Que medidas sugere para se melhorar esse cenário?
Bom, o livro apresenta várias medidas como forma de humanizar o tratamento dado às vítimas de crimes e garantir os seus direitos: desde as intervenções adequadas que cada instrutor processual, investigador criminal, oficial de justiça, magistrado judicial e do Ministério Público deve ter, até à actuação de cada órgão enquanto instituição do Estado. Portanto, o livro estará disponível para o público no geral, em particular para os operadores da justiça – desde a polícia até ao topo do Poder Judicial –, estes, que por sua vez, terão acesso às medidas estruturais capazes de proporcionarem alterações qualitativas do ponto de vista da garantia dos direitos das vítimas de ilícitos penais.
Quais são as suas perspectivas após lançar o livro? Acha que será bem aceite?
Após lançar o livro, espero que o Estado angolano tenha um ponto de inflexão ascendente que proporcione uma mudança qualitativa capaz de garantir todos os direitos às quais as vítimas gozam.
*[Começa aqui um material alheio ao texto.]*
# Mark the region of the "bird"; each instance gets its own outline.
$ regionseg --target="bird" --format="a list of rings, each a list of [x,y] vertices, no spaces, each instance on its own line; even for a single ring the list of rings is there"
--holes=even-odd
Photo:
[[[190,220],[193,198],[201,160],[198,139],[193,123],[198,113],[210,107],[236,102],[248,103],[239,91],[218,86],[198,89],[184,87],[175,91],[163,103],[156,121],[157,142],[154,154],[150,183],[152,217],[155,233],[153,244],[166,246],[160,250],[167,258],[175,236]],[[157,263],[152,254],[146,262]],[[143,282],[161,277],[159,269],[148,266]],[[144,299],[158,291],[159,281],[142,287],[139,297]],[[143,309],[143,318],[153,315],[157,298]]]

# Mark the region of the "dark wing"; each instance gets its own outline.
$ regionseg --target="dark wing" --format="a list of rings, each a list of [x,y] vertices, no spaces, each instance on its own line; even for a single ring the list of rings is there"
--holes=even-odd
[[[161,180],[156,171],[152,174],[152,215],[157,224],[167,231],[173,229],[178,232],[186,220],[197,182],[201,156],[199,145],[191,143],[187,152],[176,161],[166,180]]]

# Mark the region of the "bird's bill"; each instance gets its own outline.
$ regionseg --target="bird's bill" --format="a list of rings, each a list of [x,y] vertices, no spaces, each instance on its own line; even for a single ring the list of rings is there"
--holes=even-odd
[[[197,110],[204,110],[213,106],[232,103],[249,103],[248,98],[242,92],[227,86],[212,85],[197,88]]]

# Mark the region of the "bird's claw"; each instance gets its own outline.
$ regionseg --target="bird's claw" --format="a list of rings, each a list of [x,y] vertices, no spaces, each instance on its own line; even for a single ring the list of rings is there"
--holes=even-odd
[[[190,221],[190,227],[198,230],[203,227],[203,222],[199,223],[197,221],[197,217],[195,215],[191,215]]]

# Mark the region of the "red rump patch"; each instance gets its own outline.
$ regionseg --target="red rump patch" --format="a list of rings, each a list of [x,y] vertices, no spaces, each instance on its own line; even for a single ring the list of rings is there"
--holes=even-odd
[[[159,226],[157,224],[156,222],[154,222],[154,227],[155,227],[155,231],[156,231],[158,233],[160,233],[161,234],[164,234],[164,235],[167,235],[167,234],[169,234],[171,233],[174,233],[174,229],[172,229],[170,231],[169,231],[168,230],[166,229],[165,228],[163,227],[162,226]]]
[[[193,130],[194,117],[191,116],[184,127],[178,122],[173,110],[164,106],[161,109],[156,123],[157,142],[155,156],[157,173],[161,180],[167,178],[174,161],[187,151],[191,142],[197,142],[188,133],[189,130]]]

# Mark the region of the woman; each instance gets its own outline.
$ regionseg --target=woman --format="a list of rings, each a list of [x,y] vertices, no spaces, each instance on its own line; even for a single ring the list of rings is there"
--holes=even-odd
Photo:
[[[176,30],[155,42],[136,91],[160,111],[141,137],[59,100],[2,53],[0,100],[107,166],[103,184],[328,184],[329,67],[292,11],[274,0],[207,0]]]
Por outro lado, quanto à recepção da obra, dizer que tenho fortes indicadores de que será bem recebida, não apenas pela pertinência e qualidade de abordagem, mas também pelas reações positivas que tenho estado a receber das pessoas.
Que editora 'arriscou' abordar este tema consigo?
O livro "A Vítima no Sistema Jurídico Penal Angolano: uma análise sobre o tratamento conferido às vítimas de crimes pela Justiça", foi editado e será lançado pela Kilunji Editora, numa coordenação editorial do Professor Mestre Catarino Luamba.
E para o futuro, tem outros projectos em carteira?
Sim, enquanto houver saúde e vida, Angola poderá futuramente contar com várias outras publicações, até mesmo de co-autoria. Tenho muitos projectos em carteira, outros já finalizados e que, obviamente, serão lançados em momentos oportunos.